The adults gave each of the children a pat on the helmet, and without any further hesitation, off went the Baudelaire children with Fiona behind them, following the ladder up to the hatch through which they had come aboard. The four volunteers were quiet as they made their way up, until Violet reached up with one hand—the other hand was clutching Sunny’s helmet—and grabbed the handle that opened the hatch.
“We’re ready!” she called down, although she did not feel ready at all.
“Aye!” replied the voice of the captain. “I’m activating the valve now! Wait five seconds and then open the hatch! Aye! But don’t hesitate! Aye! He who hesitates is lost! Aye! Or she! Aye! Good luck! Aye! Good fortune! Aye! Good journey! Aye! Good-bye!”
There was a distant clanging, presumably the sound of the valve activating, and the four children waited for five seconds, just as you may wish to wait a few seconds yourself, so all thoughts of the Baudelaires’ predicament will vanish from your imagination so that you will not be weeping as you learn several boring facts about the water cycle.

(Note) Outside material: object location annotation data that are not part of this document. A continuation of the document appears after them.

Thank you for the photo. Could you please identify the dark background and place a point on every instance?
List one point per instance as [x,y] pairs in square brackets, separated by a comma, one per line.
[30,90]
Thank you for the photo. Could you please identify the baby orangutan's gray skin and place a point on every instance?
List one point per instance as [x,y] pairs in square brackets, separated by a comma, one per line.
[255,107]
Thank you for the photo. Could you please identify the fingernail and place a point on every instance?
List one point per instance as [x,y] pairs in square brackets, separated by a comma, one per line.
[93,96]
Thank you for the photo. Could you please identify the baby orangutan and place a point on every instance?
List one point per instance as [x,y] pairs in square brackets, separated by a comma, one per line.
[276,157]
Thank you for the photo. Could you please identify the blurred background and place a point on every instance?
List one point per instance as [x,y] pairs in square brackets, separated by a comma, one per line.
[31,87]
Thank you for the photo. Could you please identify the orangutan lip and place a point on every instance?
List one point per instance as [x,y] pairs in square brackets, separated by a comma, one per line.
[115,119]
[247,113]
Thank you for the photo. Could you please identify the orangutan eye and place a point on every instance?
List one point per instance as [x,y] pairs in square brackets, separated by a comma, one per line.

The water cycle, to review, consists of three key phenomena—evaporation, precipitation, and collection—which are all equally boring and thus equally less upsetting than what happened to the Baudelaires when Violet opened the hatch and the icy, dark waters of the sea rushed into the passageway. If you were to read what happened to them in the moments that followed, you would find yourself unable to sleep as you wept into your pillow and pictured the children all alone in that grim grotto, drifting slowly to the end of the cavern, and yet if you read about the water cycle you would find yourself unable to stay awake, due to the boring description of the process by which water is distributed around the world, and so as a courtesy to you I will continue this book in a way that is best for all concerned.
The water cycle consists of three phenomena—evaporation, precipitation, and collection—which are the three phenomena that make up what is known as “the water cycle.” Evaporation, the first of these phenomena, is the process of water turning into vapor and eventually forming clouds, such as those found in cloudy skies, or on cloudy days, or even cloudy nights. These clouds are formed by a phenomenon known as “evaporation,” which is the first of three phenomena that make up the water cycle. Evaporation, the first of these three, is simply a term for a process by which water turns into vapor and eventually forms clouds. Clouds can be recognized by their appearance, usually on cloudy days or nights, when they can be seen in cloudy skies. The name for the process by which clouds are formed—by water, which turns into vapor and becomes part of the formation known as “clouds”—is “evaporation,” the first phenomenon in the three phenomena that make up the cycle of water, otherwise known as “the water cycle,” and surely you must be asleep by now and so can be spared the horrifying details of the Baudelaires’ journey.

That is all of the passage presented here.